Awal yang sangat indah ini juga tidak lepas dari pengembangan dirinya saat duduk di SMA Thursina IIBS. Utamanya selama menjalani kelas penjurusan Sciencepreneur. Beragam project yang dijalani membuka wawasannya lebih luas. Terlebih, dirinya juga didorong untuk mengikuti berbagai lomba baik bertaraf nasional maupun internasional. Seluruhnya Ia jalani dengan penuh motivasi dan perencanaan yang matang. Hingga tak jarang dirinya berhasil menyabet gelar juara.

Salah satu yang paling bergengsi adalah inovasinya dalam membuat gelang pengingat untuk social distancing yang diberi nama Sociolet. Inovasi ini berhasil membawa timnya meraih Medali Emas dalam World Youth Invention and Innovation Award 2021. Baginya, mengikuti perlombaan tidak sekadar untuk menambah deretan prestasi. Lebih dari itu, yaitu sebagai bentuk tanggung jawab untuk selalu belajar dan tidak berpuas diri dalam mengembangkan diri.

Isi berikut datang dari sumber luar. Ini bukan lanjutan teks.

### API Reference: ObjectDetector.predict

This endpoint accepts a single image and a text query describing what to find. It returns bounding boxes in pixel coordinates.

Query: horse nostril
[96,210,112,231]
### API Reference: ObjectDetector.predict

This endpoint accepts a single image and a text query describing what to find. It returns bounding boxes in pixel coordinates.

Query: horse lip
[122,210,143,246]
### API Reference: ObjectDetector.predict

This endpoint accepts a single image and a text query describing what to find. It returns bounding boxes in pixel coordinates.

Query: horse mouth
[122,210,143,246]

“Selama belajar, saya punya jurnal yang menjadi alat bantu saya untuk tetap pada jalur, accountable, dan fokus. Selain itu, saya berusaha untuk selalu membaca buku. Utamanya yang berbahasa inggris. Kebiasaan itu banyak membantu saya mengembangkan mindset international dan belajar bahasa Inggris,” jelasnya.

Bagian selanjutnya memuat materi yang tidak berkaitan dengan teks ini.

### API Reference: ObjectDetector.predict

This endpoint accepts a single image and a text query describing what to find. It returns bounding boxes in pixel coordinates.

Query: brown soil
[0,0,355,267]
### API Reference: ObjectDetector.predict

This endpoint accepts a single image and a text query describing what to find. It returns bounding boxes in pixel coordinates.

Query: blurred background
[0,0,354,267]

Selama menunggu proses keberangkatan ke Kanada, yang harus ditunda selama setahun, Rafida mengaku telah memiliki berbagai rencana. Mulai dari mengambil kursus singkat untuk pengantar psikologi, statistika, dan manajemen bisnis, hingga rencana untuk mengabdi di Thursina IIBS selama beberapa waktu. Baginya, penundaan keberangkatan ini justru dimaknai sebagai kesempatan untuk mempersiapkan diri dengan lebih matang.

Mengakhiri sesi wawancara, Rafida menyampaikan, tidak setiap orang memiliki privilege atau hak istimewa dalam menentukan pendidikannya. Melalui hak istimewa yang telah diberikan Allah tersebut sebaiknya dijalankan dengan penuh tanggung jawab untuk menyebar manfaat di manapun. 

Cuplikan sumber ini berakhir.